Now you are a robot stranded on an island. You are experimenting with plants and collecting all observations. Similarly, another robot comes in and reads your records. We are not sure how machine imagination works and what machine version of reading would mean, but imagine robot sees a plant identifier and extra information about it encoded right in its word. It sees plant's identifier and at the same time its colour, shape, density, chemical composition, relationship to other entities such animals that feed on it and types of soil it grows on. The robot can also see precise records on how this knowledge has been collected and can judge its reliability.
Today, if you read an article and see word like “business” you are left on your own to understand what it is. If you are interested only in movies, you would imagine "The Wolf of Wall Street". If you have experience in finance or have worked with data about businesses before you may know that: there are X businesses in country Y; businesses are best compared by metrics A,B, and C; each metric varies in ranges [A-A*], [B-B*] and [C-C*]; certain regions in this embedding space means T and others mean F. If so, you see information in article augmented by your prior knowledge. Now, this would be really great if you can also perceive all of it by reading some “hyper”-word that contains that extra information, something like “business:0001100101”. What if all the words are like that? Whenever you read article you get very rich understanding of issue at hand. That would be great.

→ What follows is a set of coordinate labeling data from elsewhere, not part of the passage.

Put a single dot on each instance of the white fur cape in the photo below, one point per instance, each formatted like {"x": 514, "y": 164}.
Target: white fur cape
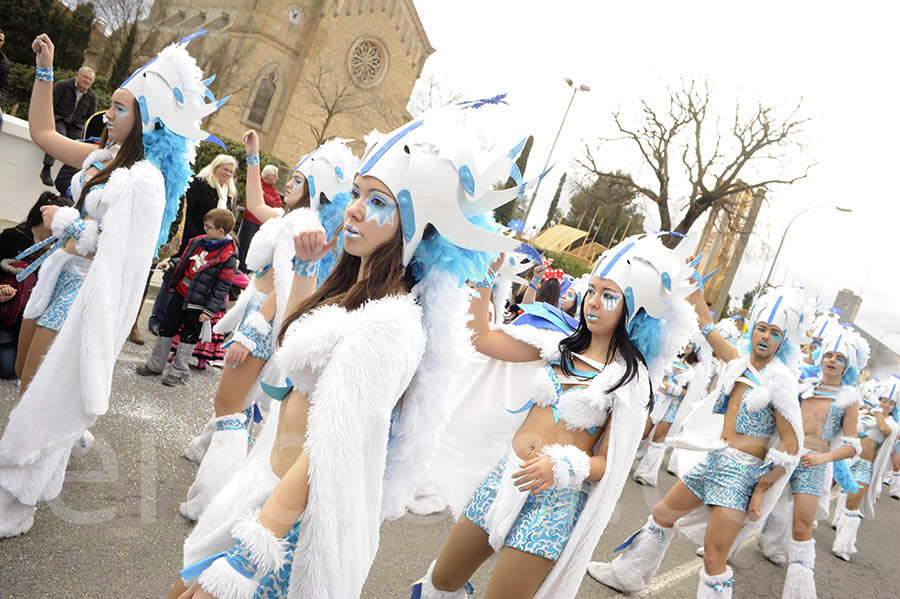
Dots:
{"x": 72, "y": 386}
{"x": 354, "y": 366}
{"x": 779, "y": 389}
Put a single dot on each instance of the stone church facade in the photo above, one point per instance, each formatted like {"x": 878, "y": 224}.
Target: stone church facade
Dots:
{"x": 300, "y": 71}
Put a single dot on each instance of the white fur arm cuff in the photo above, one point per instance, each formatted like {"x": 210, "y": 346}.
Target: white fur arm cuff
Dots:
{"x": 256, "y": 553}
{"x": 782, "y": 458}
{"x": 852, "y": 442}
{"x": 571, "y": 465}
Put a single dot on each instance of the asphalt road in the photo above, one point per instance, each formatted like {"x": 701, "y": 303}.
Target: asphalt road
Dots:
{"x": 115, "y": 532}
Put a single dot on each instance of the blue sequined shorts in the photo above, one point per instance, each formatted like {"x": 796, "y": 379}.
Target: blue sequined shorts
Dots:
{"x": 862, "y": 471}
{"x": 542, "y": 527}
{"x": 64, "y": 294}
{"x": 263, "y": 349}
{"x": 726, "y": 477}
{"x": 808, "y": 480}
{"x": 671, "y": 411}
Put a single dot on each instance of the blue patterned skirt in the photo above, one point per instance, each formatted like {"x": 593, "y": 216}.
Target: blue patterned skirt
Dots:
{"x": 726, "y": 477}
{"x": 544, "y": 524}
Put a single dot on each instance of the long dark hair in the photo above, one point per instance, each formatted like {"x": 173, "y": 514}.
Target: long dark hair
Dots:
{"x": 620, "y": 342}
{"x": 130, "y": 151}
{"x": 385, "y": 275}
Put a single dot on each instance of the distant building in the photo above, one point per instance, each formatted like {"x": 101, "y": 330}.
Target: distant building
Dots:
{"x": 848, "y": 303}
{"x": 723, "y": 241}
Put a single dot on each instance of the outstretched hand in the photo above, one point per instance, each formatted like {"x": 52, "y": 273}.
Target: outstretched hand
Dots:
{"x": 43, "y": 49}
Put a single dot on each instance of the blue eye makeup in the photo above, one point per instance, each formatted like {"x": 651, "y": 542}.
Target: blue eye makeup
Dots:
{"x": 380, "y": 209}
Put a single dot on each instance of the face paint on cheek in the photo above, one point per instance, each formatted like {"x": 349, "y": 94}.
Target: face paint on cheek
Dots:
{"x": 380, "y": 212}
{"x": 610, "y": 300}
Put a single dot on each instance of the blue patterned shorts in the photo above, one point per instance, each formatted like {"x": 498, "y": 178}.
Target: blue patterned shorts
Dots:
{"x": 275, "y": 585}
{"x": 671, "y": 411}
{"x": 808, "y": 481}
{"x": 862, "y": 471}
{"x": 64, "y": 294}
{"x": 263, "y": 349}
{"x": 542, "y": 527}
{"x": 725, "y": 477}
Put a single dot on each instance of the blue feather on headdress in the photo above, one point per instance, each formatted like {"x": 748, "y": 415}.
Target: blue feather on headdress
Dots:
{"x": 166, "y": 151}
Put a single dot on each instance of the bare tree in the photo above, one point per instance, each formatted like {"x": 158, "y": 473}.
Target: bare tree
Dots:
{"x": 333, "y": 94}
{"x": 717, "y": 165}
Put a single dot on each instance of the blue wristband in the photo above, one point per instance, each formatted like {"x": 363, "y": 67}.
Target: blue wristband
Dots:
{"x": 43, "y": 73}
{"x": 304, "y": 268}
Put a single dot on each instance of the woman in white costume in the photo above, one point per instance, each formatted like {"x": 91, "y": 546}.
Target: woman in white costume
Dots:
{"x": 90, "y": 294}
{"x": 547, "y": 501}
{"x": 878, "y": 431}
{"x": 301, "y": 518}
{"x": 830, "y": 404}
{"x": 256, "y": 317}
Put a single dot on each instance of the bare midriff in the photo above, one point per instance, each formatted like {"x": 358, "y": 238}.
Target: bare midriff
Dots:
{"x": 266, "y": 283}
{"x": 540, "y": 428}
{"x": 291, "y": 434}
{"x": 753, "y": 445}
{"x": 815, "y": 411}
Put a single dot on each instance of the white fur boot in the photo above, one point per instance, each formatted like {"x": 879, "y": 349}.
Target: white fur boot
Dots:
{"x": 643, "y": 554}
{"x": 719, "y": 586}
{"x": 424, "y": 589}
{"x": 839, "y": 509}
{"x": 83, "y": 444}
{"x": 648, "y": 470}
{"x": 800, "y": 582}
{"x": 776, "y": 532}
{"x": 196, "y": 449}
{"x": 845, "y": 539}
{"x": 227, "y": 449}
{"x": 15, "y": 518}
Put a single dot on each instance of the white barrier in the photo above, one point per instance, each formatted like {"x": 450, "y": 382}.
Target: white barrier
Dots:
{"x": 20, "y": 166}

But there is a problem. Each time you read this “hyper”-word you have to carry extract information. Basically, it is kind of wiki-page with as much important details as possible being shirked into some understandable by human mind embedding. Let's assume each word on in this wiki-page is a normal world and thus page is already has the smallest size. This “hyper”-word now is “business:<raw text from wiki page here>”. Carrying this blob of text is extremely redundant and makes reading slow. But is there a way to keep the very minimal amount of information necessary for identifying object of the word, something like log2 of number of words out there? Thats's just the world itself. There is some redundancy (50% in English) in encoding, but that seems to be for historical reasons. It contains minimum amount of information necessary to identify word out of all other words in language. Turns out languages has developed to minimise amount of information you have to carry around to describe word. This way, once agent has attained necessary starting knowledge, its throughput of communication is very high.

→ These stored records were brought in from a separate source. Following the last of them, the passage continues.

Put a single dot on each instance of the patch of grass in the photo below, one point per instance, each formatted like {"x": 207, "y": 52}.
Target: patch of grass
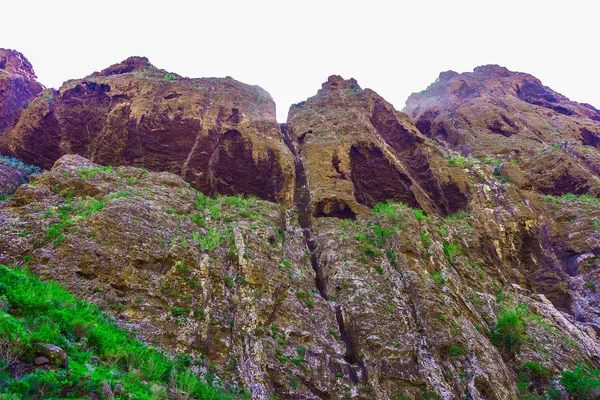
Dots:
{"x": 569, "y": 197}
{"x": 212, "y": 239}
{"x": 582, "y": 382}
{"x": 44, "y": 311}
{"x": 18, "y": 164}
{"x": 461, "y": 162}
{"x": 438, "y": 278}
{"x": 591, "y": 286}
{"x": 509, "y": 332}
{"x": 451, "y": 250}
{"x": 425, "y": 239}
{"x": 457, "y": 351}
{"x": 419, "y": 215}
{"x": 87, "y": 173}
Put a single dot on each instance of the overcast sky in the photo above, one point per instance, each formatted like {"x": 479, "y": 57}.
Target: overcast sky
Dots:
{"x": 290, "y": 48}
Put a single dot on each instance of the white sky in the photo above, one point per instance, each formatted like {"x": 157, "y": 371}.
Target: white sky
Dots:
{"x": 290, "y": 48}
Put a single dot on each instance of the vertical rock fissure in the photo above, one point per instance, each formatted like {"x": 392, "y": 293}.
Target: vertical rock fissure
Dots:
{"x": 302, "y": 203}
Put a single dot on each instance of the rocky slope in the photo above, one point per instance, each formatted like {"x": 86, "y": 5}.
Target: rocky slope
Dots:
{"x": 18, "y": 85}
{"x": 393, "y": 265}
{"x": 217, "y": 133}
{"x": 493, "y": 112}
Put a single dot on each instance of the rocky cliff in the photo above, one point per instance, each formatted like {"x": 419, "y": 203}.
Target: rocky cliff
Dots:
{"x": 217, "y": 133}
{"x": 387, "y": 256}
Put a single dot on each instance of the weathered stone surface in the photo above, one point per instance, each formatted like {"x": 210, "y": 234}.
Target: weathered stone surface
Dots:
{"x": 329, "y": 294}
{"x": 18, "y": 85}
{"x": 56, "y": 356}
{"x": 219, "y": 134}
{"x": 384, "y": 310}
{"x": 359, "y": 151}
{"x": 494, "y": 112}
{"x": 10, "y": 178}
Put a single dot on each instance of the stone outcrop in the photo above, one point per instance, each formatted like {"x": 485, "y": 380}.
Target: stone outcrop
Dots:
{"x": 357, "y": 150}
{"x": 18, "y": 85}
{"x": 493, "y": 112}
{"x": 217, "y": 133}
{"x": 386, "y": 260}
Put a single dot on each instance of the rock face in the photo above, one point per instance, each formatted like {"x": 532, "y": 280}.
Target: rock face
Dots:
{"x": 18, "y": 85}
{"x": 10, "y": 178}
{"x": 392, "y": 304}
{"x": 357, "y": 151}
{"x": 218, "y": 134}
{"x": 493, "y": 112}
{"x": 438, "y": 254}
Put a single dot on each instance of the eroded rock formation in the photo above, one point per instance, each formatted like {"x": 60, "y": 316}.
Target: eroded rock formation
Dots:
{"x": 18, "y": 85}
{"x": 217, "y": 133}
{"x": 384, "y": 259}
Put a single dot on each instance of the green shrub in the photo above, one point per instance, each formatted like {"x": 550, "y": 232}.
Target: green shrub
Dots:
{"x": 419, "y": 215}
{"x": 457, "y": 351}
{"x": 18, "y": 164}
{"x": 425, "y": 239}
{"x": 582, "y": 382}
{"x": 48, "y": 313}
{"x": 509, "y": 332}
{"x": 451, "y": 250}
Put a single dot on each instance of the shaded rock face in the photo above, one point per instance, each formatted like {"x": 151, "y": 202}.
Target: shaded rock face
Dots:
{"x": 321, "y": 291}
{"x": 494, "y": 112}
{"x": 381, "y": 308}
{"x": 219, "y": 134}
{"x": 18, "y": 85}
{"x": 358, "y": 151}
{"x": 10, "y": 178}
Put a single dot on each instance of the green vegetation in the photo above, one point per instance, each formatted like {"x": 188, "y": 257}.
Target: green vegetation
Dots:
{"x": 509, "y": 332}
{"x": 438, "y": 278}
{"x": 462, "y": 162}
{"x": 46, "y": 313}
{"x": 591, "y": 286}
{"x": 18, "y": 164}
{"x": 457, "y": 351}
{"x": 425, "y": 239}
{"x": 451, "y": 250}
{"x": 87, "y": 173}
{"x": 532, "y": 379}
{"x": 569, "y": 197}
{"x": 582, "y": 382}
{"x": 419, "y": 214}
{"x": 390, "y": 210}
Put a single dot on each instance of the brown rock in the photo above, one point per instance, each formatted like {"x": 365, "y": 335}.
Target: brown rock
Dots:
{"x": 358, "y": 151}
{"x": 10, "y": 178}
{"x": 18, "y": 86}
{"x": 54, "y": 354}
{"x": 494, "y": 112}
{"x": 41, "y": 361}
{"x": 219, "y": 134}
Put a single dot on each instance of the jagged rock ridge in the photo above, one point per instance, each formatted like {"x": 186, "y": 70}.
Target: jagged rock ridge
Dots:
{"x": 330, "y": 294}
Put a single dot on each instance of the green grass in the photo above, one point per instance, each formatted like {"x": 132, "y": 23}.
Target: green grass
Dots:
{"x": 569, "y": 197}
{"x": 87, "y": 173}
{"x": 582, "y": 382}
{"x": 18, "y": 164}
{"x": 509, "y": 332}
{"x": 451, "y": 250}
{"x": 45, "y": 312}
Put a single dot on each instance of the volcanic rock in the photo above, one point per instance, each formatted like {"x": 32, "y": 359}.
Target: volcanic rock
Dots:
{"x": 493, "y": 112}
{"x": 18, "y": 85}
{"x": 219, "y": 134}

Now, are we learning just statistics of words? No, if so we would be a monkeys typing nonsense words. It is more complex than that. Instead, even the most rare, complex sentences with loose grammar and unseen words can make total sense. To make it even weirder, we learn languages incredibly quickly. More to that, languages that are developed in disconnected groups share similar traits, are equally powerful and easy to learn. Did we develop some innate predisposition to languages or did we develop languages that can be learned quickly? It must be both. The class of languages we have is shaped by our evolutionary constraints. And yet, the power of languages makes it believe that there is value on its own that we just happen to discover. An artifact that goes far beyond scope of functions imposed by constraints and objectives at time of its initial development.
The world we are living in is the experiences of physical world summarised in the language. Once you learn it, you have access to direct experiences of others and achieve temporal awareness yourself. We can find description of external physical phenomena that is able to capture its nature well enough to accurately predict what will happen in future. There is a vast amount of laws and phenomena we can discover in math, pure language. And we are just scraping the surface. What marvels are hidden beyond our reach? The space we discovered so far is as tiny as pale blue dot we call our home in cosmic scale of universe, and language is a highway entrance to it.